Caribou gets FDA fast track for allogeneic CAR-T

By Ben Hargreaves

- Last updated on GMT

© Multiple myeloma
© Multiple myeloma

Related tags Clinical development CAR-T Cell therapy Clinical research Fda

The clinical stage company announces that its potential treatment for relapsed or refractory multiple myeloma receives nod for speedier review by the FDA.

Caribou Biosciences is a biopharma company that has proprietary chRDNA (CRISPR hybrid RNA-DNA) technology, which allows for the creation of genome-edited cell therapies. One of the products of this technology, CB-011, was provided Fast Track designation by the US Food and Drug Administration (FDA).

The treatment candidate is being evaluated in Phase I clinical trials for relapsed or refectory multiple myeloma (r/r MM). CB-011 itself is an allogeneic anti-BCMA CAR-T therapy that was created through Cas12a chRDNA technology.

According to Caribou, CB-011 is the first allogeneic CAR-T cell therapy in the clinic that is engineered to improve antitumor activity through an immune cloaking strategy, with a B2M knockout and insertion of B2M-HLA-E fusion protein to reduce immune-mediated rejection.

The phase 1 clinical trial into the potential treatment plans to enroll 50 participants, with an estimated study completion date of February 2027.

“Fast Track designation for CB-011 allows us instrumental interactions with the FDA as we progress our clinical development and regulatory plans for CB-011. This designation could not be more timely as we recently dosed our first patient in the CaMMouflage Phase I trial,” said Syed Rizvi, Caribou’s chief medical officer.

The news of the first patient being dosed in the trial was announced at the end of March 2023. The patient received CB-011 at a dose level of 50x106​ CAR-T cells, with the aim of the trial being to assess the safety of the drug candidate and to determine how its immune cloaking approach could improve antitumor activity.

Rizvi continued to say that the plan is for CB-011 to become an off-the-shelf treatment option for patients with r/r MM. In terms of the potential benefits of the allogeneic approach, they added the treatment could avoid the need for apheresis or bridging therapy, as well as avoiding ‘variable quality’ and ‘long manufacturing timelines’ associated with standard CAR-T treatment.
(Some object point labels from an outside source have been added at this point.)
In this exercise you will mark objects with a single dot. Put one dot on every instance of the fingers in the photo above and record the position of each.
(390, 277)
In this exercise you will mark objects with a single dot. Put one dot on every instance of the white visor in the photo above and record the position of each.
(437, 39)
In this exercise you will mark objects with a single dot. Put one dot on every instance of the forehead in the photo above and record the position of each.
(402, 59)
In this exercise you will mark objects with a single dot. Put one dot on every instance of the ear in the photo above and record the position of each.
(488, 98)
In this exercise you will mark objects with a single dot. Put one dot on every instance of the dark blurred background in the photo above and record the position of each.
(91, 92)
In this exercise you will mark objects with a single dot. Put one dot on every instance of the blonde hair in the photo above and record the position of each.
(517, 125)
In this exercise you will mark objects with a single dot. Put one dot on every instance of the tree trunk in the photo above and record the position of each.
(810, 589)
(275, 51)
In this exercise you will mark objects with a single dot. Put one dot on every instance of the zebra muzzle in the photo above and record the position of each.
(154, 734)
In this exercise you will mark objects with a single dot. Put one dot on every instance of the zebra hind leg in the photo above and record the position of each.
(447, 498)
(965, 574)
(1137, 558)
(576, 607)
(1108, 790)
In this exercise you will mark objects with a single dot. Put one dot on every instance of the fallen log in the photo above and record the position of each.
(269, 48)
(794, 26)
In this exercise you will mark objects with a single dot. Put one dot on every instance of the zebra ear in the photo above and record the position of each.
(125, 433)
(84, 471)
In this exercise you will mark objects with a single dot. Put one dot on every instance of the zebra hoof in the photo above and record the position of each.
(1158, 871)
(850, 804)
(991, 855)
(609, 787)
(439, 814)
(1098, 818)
Caribou states that it develops its allogeneic treatments from healthy donor T cells, which are then genome-edited to improve persistence of antitumor activity and provide potential therapeutic benefit.

Caribou signed a partnership deal with AbbVie on the back of the promise of such an approach in 2021​. At present, the partnership has yielded two CAR-T programs, which are in the discovery phase. AbbVie has the option to include an additional two CAR-T cells programs through the original agreement.